Frente a esta situación, el gobierno recurrió a una solución práctica: la acuñación de monedas provisionales de cobre en la Casa de Moneda de Lima. No se trataba de crear un sistema monetario definitivo, sino de poner rápidamente en circulación piezas que permitieran reactivar el pequeño comercio y reemplazar, al menos en parte, al papel moneda que había fracasado. De allí deriva precisamente su denominación de "provisionales".
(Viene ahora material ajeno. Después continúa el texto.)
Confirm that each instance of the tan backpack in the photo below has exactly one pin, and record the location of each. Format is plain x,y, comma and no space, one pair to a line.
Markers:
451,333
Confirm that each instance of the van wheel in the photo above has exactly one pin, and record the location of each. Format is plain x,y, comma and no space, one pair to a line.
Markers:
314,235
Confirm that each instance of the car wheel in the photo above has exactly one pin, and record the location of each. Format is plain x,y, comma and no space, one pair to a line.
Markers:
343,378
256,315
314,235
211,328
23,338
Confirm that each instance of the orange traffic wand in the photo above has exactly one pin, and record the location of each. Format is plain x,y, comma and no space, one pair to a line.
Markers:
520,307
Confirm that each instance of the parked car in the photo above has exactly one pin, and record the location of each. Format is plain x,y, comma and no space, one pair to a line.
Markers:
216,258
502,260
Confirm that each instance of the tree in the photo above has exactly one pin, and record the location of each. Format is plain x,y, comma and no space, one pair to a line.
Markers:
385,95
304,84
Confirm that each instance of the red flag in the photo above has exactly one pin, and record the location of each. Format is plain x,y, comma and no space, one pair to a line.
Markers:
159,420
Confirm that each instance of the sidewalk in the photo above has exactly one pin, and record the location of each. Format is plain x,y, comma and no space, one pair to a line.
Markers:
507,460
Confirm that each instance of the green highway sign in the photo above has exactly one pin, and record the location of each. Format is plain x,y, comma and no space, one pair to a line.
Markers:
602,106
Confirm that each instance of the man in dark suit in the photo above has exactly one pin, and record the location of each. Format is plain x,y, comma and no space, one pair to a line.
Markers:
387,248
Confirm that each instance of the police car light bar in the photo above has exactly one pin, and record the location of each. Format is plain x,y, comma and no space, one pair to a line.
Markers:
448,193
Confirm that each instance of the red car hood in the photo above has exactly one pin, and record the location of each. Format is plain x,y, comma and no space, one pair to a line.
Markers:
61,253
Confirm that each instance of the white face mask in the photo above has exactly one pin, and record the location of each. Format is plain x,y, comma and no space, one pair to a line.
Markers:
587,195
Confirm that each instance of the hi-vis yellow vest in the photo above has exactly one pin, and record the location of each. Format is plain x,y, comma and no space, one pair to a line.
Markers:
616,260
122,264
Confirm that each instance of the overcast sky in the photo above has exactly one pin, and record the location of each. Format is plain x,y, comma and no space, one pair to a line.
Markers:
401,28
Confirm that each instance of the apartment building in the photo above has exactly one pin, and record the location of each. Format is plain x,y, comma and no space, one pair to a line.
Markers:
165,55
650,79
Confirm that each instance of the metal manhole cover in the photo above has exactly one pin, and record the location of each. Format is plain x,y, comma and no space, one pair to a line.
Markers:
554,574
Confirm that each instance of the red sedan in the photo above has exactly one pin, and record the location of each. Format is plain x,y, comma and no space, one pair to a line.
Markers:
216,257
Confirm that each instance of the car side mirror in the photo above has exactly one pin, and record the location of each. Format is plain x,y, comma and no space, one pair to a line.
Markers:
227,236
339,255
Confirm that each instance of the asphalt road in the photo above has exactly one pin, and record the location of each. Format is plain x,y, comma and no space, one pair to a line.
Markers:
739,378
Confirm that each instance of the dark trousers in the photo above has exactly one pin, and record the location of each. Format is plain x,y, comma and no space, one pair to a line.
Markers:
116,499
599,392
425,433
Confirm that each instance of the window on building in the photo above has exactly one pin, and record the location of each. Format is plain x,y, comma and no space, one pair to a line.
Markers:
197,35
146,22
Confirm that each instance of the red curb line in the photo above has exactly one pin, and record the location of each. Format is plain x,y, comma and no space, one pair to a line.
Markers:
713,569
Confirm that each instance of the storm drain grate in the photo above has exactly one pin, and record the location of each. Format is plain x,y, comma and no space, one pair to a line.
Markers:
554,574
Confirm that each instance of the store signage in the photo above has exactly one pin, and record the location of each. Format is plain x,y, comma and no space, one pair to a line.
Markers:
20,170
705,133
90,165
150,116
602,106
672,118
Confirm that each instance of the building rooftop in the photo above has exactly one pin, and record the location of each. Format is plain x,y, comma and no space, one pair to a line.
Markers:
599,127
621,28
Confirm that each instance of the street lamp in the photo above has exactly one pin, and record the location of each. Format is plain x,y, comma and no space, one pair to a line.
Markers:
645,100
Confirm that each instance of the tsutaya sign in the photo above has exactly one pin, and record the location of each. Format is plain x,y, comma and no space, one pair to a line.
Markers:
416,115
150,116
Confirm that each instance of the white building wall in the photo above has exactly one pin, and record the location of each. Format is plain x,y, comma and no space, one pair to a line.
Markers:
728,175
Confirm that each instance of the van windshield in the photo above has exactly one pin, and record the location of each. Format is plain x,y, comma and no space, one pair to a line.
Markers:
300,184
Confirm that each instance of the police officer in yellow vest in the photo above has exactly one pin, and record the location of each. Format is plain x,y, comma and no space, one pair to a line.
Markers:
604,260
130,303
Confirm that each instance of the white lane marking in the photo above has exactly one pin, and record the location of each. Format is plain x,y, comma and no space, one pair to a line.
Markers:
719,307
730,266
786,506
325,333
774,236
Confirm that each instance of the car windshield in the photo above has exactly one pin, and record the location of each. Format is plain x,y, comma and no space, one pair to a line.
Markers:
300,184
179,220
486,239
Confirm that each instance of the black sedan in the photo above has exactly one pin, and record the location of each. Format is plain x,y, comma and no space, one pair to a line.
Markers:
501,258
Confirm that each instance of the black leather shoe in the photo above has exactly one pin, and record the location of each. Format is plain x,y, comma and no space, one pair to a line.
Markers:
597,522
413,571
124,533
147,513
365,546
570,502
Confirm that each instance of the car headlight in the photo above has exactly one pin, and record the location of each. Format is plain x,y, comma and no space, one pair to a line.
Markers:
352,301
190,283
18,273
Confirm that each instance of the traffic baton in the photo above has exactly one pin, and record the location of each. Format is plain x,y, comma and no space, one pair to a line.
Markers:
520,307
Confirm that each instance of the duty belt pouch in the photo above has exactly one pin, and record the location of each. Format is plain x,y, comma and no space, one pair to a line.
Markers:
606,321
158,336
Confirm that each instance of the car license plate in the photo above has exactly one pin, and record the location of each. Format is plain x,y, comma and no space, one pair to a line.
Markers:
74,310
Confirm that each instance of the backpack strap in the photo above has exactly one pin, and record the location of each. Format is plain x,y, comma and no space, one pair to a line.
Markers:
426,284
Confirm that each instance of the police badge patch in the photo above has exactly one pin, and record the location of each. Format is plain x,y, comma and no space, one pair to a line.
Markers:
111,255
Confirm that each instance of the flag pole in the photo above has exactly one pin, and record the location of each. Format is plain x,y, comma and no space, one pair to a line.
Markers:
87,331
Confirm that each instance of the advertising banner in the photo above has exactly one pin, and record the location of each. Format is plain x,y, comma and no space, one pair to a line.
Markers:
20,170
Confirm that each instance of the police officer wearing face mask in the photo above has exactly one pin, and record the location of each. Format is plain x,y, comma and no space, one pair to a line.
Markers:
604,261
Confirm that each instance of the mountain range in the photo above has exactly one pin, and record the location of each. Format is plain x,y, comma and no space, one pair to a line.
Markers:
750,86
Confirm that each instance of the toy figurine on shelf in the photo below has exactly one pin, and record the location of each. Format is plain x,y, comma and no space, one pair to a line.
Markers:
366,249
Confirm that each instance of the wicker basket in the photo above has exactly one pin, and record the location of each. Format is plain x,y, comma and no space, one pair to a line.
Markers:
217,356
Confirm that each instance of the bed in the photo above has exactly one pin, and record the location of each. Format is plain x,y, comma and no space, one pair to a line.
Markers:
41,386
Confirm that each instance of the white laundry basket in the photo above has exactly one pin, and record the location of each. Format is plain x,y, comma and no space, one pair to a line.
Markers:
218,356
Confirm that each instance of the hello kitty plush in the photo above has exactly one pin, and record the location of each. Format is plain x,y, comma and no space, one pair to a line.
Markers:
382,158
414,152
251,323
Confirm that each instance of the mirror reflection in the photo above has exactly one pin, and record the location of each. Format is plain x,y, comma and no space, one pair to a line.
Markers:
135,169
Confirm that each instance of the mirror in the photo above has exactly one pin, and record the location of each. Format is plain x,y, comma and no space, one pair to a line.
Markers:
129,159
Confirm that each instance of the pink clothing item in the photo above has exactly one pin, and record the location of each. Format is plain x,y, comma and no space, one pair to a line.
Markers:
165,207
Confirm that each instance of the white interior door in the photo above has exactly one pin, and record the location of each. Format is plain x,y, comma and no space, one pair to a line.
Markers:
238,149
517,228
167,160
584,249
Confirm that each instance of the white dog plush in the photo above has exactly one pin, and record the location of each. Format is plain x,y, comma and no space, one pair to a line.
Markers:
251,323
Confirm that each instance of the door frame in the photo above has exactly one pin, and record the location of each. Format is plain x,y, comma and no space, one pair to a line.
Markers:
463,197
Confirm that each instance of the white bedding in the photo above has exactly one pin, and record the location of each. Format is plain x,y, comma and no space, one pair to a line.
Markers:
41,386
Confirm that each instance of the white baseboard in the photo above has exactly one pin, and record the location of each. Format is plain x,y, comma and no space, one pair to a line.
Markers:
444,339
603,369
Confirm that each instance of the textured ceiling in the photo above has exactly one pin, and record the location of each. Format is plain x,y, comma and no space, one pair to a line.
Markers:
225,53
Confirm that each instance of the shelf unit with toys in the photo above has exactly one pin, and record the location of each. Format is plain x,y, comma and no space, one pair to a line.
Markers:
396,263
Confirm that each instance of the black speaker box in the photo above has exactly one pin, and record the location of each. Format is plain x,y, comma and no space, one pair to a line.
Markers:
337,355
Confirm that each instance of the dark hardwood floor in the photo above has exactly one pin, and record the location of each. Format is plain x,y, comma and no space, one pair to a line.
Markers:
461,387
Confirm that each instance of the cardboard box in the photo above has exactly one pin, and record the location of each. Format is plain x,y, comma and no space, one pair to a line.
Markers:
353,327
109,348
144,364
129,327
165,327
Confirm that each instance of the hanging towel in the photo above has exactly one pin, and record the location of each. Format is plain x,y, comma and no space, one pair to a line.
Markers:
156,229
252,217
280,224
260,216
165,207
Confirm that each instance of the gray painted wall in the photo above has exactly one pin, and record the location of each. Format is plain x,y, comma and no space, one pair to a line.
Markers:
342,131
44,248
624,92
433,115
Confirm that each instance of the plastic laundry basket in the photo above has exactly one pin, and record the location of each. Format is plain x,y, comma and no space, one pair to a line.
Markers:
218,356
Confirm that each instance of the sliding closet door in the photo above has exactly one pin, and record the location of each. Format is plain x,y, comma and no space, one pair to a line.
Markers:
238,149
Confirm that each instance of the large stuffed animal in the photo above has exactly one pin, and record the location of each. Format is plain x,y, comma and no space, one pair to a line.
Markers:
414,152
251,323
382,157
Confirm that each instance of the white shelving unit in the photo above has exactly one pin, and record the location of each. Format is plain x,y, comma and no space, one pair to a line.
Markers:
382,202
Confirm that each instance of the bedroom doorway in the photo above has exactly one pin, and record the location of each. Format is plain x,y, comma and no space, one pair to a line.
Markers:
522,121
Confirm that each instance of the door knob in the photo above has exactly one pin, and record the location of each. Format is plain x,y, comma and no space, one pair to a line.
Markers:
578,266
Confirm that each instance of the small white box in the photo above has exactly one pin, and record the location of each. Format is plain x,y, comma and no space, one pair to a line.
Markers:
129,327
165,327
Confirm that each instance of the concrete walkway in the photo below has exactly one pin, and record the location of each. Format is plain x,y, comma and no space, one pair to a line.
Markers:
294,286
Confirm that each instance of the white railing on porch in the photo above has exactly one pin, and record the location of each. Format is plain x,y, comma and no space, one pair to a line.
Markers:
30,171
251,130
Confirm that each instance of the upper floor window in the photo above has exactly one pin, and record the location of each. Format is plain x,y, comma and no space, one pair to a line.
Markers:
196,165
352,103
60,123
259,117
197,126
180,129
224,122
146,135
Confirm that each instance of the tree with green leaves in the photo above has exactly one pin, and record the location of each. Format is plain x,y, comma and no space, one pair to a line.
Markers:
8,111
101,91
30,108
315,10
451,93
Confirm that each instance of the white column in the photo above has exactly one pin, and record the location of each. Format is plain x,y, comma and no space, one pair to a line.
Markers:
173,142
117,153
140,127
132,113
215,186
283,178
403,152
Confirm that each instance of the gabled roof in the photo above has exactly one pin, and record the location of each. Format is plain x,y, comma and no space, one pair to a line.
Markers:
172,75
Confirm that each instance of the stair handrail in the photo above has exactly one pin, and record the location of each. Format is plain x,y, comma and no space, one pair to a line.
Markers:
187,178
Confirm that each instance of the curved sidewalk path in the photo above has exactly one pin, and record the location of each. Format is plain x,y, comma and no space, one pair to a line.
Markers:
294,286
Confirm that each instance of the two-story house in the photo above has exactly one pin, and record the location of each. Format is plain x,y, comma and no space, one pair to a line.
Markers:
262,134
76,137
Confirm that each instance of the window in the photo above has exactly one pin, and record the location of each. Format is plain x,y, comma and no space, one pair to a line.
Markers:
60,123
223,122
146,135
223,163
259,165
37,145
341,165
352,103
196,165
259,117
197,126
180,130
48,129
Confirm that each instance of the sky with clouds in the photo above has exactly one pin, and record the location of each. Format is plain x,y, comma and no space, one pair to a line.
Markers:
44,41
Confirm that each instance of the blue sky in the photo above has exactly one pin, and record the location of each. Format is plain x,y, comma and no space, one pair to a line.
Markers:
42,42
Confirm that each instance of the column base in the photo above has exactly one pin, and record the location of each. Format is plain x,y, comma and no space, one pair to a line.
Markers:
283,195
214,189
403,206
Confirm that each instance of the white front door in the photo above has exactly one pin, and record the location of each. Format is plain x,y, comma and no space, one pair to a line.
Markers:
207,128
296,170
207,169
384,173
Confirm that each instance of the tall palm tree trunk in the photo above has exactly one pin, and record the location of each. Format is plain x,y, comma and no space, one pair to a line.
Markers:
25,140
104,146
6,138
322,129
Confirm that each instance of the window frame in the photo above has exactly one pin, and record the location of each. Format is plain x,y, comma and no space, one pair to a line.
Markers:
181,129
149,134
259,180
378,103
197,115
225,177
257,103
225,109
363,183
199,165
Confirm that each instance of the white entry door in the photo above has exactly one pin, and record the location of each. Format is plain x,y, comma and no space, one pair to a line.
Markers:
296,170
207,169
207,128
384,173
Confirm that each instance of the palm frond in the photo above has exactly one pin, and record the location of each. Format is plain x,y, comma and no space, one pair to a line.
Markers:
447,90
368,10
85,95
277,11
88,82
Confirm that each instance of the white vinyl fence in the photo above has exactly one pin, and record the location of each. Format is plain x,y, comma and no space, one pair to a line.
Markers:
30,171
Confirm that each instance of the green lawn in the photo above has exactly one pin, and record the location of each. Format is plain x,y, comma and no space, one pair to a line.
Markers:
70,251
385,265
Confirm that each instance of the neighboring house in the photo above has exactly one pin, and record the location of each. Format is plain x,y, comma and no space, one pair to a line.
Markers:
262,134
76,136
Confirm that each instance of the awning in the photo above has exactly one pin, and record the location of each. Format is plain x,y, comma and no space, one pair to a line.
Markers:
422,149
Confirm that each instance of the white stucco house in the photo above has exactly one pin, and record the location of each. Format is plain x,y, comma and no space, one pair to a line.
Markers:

La serie estuvo integrada por el cuartillo (¼ real) de 1822 y por las monedas de ⅛ de peso y ¼ de peso de 1823, todas acuñadas en cobre. Estas piezas fueron concebidas para facilitar las transacciones de todos los días y representan las primeras emisiones monetarias del Perú independiente.
Más allá de su función económica, estas monedas marcaron un cambio de enorme trascendencia política. Fueron las primeras acuñaciones realizadas bajo la nueva autoridad republicana y abandonaron definitivamente los retratos y escudos de la monarquía española. En su lugar incorporaron símbolos propios del naciente Estado peruano, como el sol sobre los Andes y la leyenda "República Peruana", reflejando que la moneda también era un instrumento para afirmar la soberanía e instalar una nueva identidad nacional.
Las provisionales del Protectorado constituyen hoy una de las series más interesantes de la numismática peruana. Su importancia no radica únicamente en su rareza, sino en que representan el momento en que la moneda dejó de ser un símbolo del poder colonial para convertirse en una expresión de la independencia. Fueron piezas nacidas de la necesidad, destinadas a resolver una crisis monetaria inmediata, pero terminaron convirtiéndose en uno de los testimonios más elocuentes del nacimiento de la República del Perú.